Hello!
The Tech team are signing in for our weekly post on the news and views that have captured our tech minds this week.
This week we share the latest wearable tech from Samsung, discuss how robots are trusted by kids, and talk about Google’s transparency for political ad spend.
Cheers! The Vibrant Tech Team
Top Tech Stories This Week
Samsung Galaxy Watch: A Tough and Classy Activity Tracker
Great review from The Register on Samsung’s latest venture into wearable tech. The Gear branding has been dropped for the first “Galaxy Watch”, which looks both classy and robust – and touts a very long battery life. It looks like Samsung are a real contender for Smartwatch innovation.
Children instinctively Trust and Conform with Robots
Children aged between seven and nine tend to trust and conform to behavioural norms set by robots, University of Plymouth research has found.

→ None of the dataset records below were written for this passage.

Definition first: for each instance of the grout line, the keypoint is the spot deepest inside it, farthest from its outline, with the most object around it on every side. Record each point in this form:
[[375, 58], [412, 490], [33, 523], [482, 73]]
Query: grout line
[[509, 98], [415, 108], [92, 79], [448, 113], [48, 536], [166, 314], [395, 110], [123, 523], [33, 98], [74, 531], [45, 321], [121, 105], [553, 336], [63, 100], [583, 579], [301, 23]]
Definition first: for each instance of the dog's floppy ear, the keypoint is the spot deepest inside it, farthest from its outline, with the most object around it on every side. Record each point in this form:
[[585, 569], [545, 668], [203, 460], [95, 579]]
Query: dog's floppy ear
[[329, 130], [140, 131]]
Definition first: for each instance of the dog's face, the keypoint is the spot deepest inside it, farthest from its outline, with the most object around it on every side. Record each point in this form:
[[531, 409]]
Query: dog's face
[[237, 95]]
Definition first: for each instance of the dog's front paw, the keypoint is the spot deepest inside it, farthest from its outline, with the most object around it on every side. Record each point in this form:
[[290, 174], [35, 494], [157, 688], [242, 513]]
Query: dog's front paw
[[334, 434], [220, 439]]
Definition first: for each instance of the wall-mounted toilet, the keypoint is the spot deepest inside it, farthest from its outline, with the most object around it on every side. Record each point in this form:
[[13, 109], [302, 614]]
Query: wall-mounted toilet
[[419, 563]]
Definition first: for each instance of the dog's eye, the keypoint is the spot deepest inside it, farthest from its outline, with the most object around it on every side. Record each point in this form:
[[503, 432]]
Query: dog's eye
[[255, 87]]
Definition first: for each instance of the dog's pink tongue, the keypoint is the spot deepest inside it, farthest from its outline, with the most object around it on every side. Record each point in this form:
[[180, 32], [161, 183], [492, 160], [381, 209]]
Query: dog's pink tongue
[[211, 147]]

Adults were largely uninfluenced by robot test-takers around them, although they were, as expected, influenced by their human peers.
Google Provides Data on U.S. Political Advertising
The move follows similar steps from Twitter and Facebook in late June, as social media platforms face the threat of U.S. regulation over the lack of disclosure on such spending. The data available here from Alphabet Inc’s Google gives details on advertisers who have spent more than $500 on political ads from May 31, 2018.
Google Bod wants Cookies to crumble and be Made into Something More Secure
A key member of the Google Chrome security team has proposed the death of cookies to be replaced with secure HTTP tokens. The idea is that tracking code would be controlled by a browser through a secure HTTP header, passed along when someone visits a given website, rather than held on the server.
We Have Finally figured Out How to Snap Spaghetti in to Two Pieces
It is a puzzle that has perplexed physicists for decades: hold a strand of dry spaghetti at both ends, bend it until it snaps, and you will always end up with three or more pieces. A team of mathematicians led by Jörn Dunkel at the Massachusetts Institute of Technology have concluded it is possible, provided you add a twist into the mix.